Der kleine Traum von England
Der Ex-Leverkusener Jens Hegeler spielt seit diesem Jahr in Bristol in der zweiten Liga. Für den 29-jährigen Fußballprofi ist es mehr als nur die nächste Profistation, es ähnelt eher einem Auslandssemester. Die besten Cafés kennt er schon.

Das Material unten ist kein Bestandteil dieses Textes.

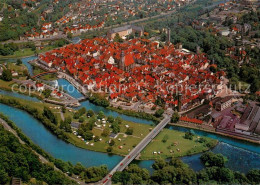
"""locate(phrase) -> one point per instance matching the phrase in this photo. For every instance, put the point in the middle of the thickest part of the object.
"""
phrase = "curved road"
(137, 150)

BRISTOL/DÜSSELDORF Jens Hegeler ist 29 Jahre alt und Fußballprofi. Er hat Champions League gespielt mit Bayer Leverkusen, Abstiegskampf erlebt mit Hertha BSC und dem 1. FC Nürnberg, und er scheiterte mit dem FC Augsburg in der Relegation zur ersten Liga. 159 Bundesligaspiele kann Hegeler vorweisen, neun Tore, und als größter Moment geht sicherlich ein direkt verwandelter Freistoß zum 2:1-Sieg von Bayer 04 in der Königsklasse gegen San Sébastian durch. Der 1,93-Meter-Schlaks hat also schon durchaus Jens Hegeler vieles erlebt und einiges erreicht. Aber rund war für ihn die Karriere noch nicht. Denn da war dieser Traum. „Ins Ausland zu gehen, war ein lange gehegter Traum von mir, und da war England schon die erste Wahl“, erzählt Hegeler. Seit Januar erfüllt er sich diesen Traum. Es ist der kleine. In Bristol. In der zweiten englischen Liga. Aber Traum bleibt Traum, und deswegen sagt Hegeler: „Ich bin froh, hier zu sein.“
Für zweieinhalb Jahre hat er Anfang des Jahres bei Bristol City unterschrieben. Hat EuropapokalChancen mit Berlin gegen den Abstiegskampf an der englischen Westküste eingetauscht. Auf dem Papier ein Abstieg im Lebenslauf. Doch Hegeler sieht es natürlich anders: „Ich wusste, dass ich nach der Station Berlin ins Ausland wollte. Und es fühlt sich hier in Bristol, hier im Championship, nicht wie ein Abstieg an“, sagt er. Und er sagt auch: „Man muss ja auch realistisch sein, was man bekommt. Ich hatte ja in Berlin nun auch keine Bäume aus- gerissen.“Dass Chelsea, Arsenal oder Liverpool sich bei ihm melden würden, der große Traum also wahr würde, war nicht zu erwarten. Doch den Traum deswegen komplett aufgeben? Keine Option für Hegeler.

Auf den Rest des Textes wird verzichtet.